Lakshya Regia

Lakshya Regia

Comprehensive Guide for not so Regular Expressions

Comprehensive Guide for not so Regular Expressions

Regex or Regular Expressions are the most powerful string matching tool you can include in your tech belt to gain superpowers.

Subscribe to my newsletter and never miss my upcoming articles

What is Regex?

Regular expressions ( or regexes, or regex patterns) are essentially a kind of formal grammar/syntax used to find the set of possible strings that you want to match.

At first, REs can look pretty scary and daunting, but we can write highly efficient matching patterns in terms of length and speed after understanding even a few special characters.
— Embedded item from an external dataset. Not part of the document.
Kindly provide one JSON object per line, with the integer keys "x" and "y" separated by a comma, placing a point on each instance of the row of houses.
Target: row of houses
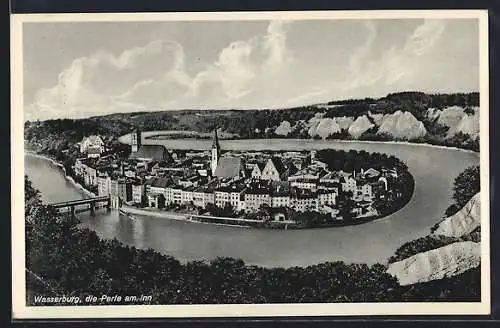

We can use REs to save the day in a variety of use cases :

  • Checking a pattern in string
  • Splitting into strings
  • Replacing part of strings
  • Matching a complete string
  • Cleaning raw data in Natural Language Processing

Hardcoding string expressions not the right way

All major programming languages and even IDEs have their own standard module for regex where the syntax might change, but the underlying concept remains the same.

# python3
import re

pattern = re.compile("doge\\shen+lo+",re.I)
if pattern.match("Doge hennnloo") is not None:
  print("Henlo Doge")
// javascript
const pattern = /doge\shen+lo+/i
if (pattern.test("Doge hennnloo")) {
  console.log("Henlo Doge")
}

Let's get started 🚀

Normal Characters 🇦

You can use regex as you use normal strings/characters for matching too :

console.debug(/king-11/.test('king-11')) // returns true

But certain special characters have to be escaped because they carry special meaning in regex.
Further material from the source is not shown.